One of the most common failings of XP teams is insufficient testing. XP asks for more testing than many teams are used to. But what about projects that need reliability at a substantially higher level? Are they out of luck?

XP requires that all the code be supported by extensive unit tests, which must run at 100% all the time. In addition, every requirement story must be supported by one or more acceptance tests, sufficient to give the customers confidence that the system works as needed. All this testing gives teams great – and justified – confidence in the quality of their systems.

A very common failing in XP projects is insufficient testing, especially insufficient acceptance testing. We’ll provide a rant against this mistake in another article. Failings aside, XP projects typically report higher reliability than the same teams had attained before doing XP. But what about projects that need very high reliability? What can XP offer for them?

Out of the box, XP provides very good reliability. Here are some reasons why:

  1. Unit Tests, ideally written before the code that is tested, cover "everything that could possibly break".
  2. Acceptance Tests, independently defined by the customer, test all the requirements.
  3. Whenever defects slip through the unit tests, to be detected by the acceptance tests, we recommend that the programmers upgrade the unit tests, not only to show the existing defect, but to upgrade the testing practices in general based on what was learned about the "missing" tests.
  4. Whenever defects slip through the acceptance tests and are caught by users, the same practice is used to upgrade both acceptance tests and unit tests, and the testing practices.
  5. All production code is programmed by two programmers working together. This provides one hundred percent inspection by at least one other person.
  6. In XP, code is owned by the team, not by individuals. This means that over the course of the project, essentially all the code is viewed and edited by even more programmers than the original pair who wrote it. This provides even higher levels of inspection.
  7. XP teams release software to users very frequently, ideally every couple of weeks. This ensures that the software gets plenty of assessment in the real working environment. This enables the team to build an excellent sense of system quality.

Is it possible to do even more than this for reliability? Of course. Is it necessary? Not often: XP projects in the commercial realm are reporting higher reliability than anything their teams have done before. So we’re quite sure that as a starting point, XP is quite safe.

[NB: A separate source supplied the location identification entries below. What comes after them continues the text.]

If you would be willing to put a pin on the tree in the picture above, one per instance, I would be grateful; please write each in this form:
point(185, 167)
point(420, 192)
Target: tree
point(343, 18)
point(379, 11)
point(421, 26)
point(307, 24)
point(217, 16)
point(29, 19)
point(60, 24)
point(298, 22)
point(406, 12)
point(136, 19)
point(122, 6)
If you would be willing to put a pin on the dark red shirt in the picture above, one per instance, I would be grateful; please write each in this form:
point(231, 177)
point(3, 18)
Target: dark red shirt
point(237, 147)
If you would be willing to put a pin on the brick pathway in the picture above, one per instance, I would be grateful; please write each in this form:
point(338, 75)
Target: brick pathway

Up to here, we’re on pretty safe ground. XP offers quite good reliability, as described above. But there are some projects – even projects of a scale where XP might fit in – that need extremely high reliability. Examples include stock trading systems that may commit millions of dollars without human intervention, and embedded medical device software that may determine whether someone lives or dies. These projects need to go all out for reliability. Can they be done with XP?

High Reliability Software

Caveat: While my teams and I have written some quite reliable software, I've never done super-high-reliability software. What I'm saying here should be even more as opinion than my usual offerings. Up to here, I've been talking about what I know about XP and what I've observed on real projects. Now we're into speculation.

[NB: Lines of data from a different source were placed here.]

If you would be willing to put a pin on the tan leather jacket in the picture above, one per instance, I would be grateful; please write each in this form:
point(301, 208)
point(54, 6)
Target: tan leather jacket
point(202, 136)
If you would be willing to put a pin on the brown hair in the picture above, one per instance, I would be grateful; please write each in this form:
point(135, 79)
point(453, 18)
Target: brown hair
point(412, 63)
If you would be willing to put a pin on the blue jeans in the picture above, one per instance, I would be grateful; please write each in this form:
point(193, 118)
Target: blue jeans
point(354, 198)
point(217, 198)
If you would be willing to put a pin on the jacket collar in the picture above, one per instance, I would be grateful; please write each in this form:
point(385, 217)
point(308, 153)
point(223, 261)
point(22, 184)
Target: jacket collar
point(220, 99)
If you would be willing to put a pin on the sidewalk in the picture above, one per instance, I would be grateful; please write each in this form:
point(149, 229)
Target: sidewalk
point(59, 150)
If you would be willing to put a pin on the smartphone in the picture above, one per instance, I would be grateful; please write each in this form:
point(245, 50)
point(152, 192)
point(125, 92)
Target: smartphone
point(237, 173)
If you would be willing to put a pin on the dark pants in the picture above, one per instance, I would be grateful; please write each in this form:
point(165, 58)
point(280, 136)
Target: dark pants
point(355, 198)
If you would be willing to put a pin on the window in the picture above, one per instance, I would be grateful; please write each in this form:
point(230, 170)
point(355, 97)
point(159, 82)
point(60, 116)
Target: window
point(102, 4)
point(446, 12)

Two common approaches to high reliability are inspection, and program proof. Inspection means just what it sounds like: team members inspect the code. There are several well-known rituals involving inspection, including the practices defined by Tom Gilb and by Michael Fagan, and by the IBM-developed “Cleanroom” process.

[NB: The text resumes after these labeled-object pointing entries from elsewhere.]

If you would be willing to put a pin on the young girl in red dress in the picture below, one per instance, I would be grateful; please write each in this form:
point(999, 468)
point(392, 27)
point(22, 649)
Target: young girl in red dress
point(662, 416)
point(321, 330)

Program proof has been around since at least 1949, when Alan Turing proved the correctness of a program. I’m prepared to be corrected on this, but my understanding is that it is practical only for relatively small programs. In any real system it is probable that only critical parts would be subject to proof.

Finally, it is important to remember that there is nothing magical about mathematical proof. A proof is merely a form of human reasoning, and a sufficiently complex proof is just as subject to errors as is a computer program. And with a proof, there is no way to write tests.

It’s my understanding that for high-reliability software, the practices resorted to are very comprehensive testing, and very intensive inspection, with occasional use of proof. All of these practices are consistent with XP and could be added to an XP project without much difficulty.

Regulated Software

Medical device software, and some other forms of software are regulated by government agencies. Again, I’ve not had the privilege of working on such a project, so again, this is just educated speculation.

Approaches to reliability in these situations are no different: testing, inspection, and proof. There is often a need to trace requirements. The basic idea is to follow each requirement through the system, through specification and development, relating tests to requirements, following changes and refinements, and so on.

Requirements tracing is largely a matter of documentation, with each requirement identified and followed through the implementation and testing process. Since XP’s base documentation processes are largely informal, requirements tracing would almost certainly require a substantial increase in the paperwork on the project. It would be burdensome, but presumably worth it to gain the certainty that’s needed.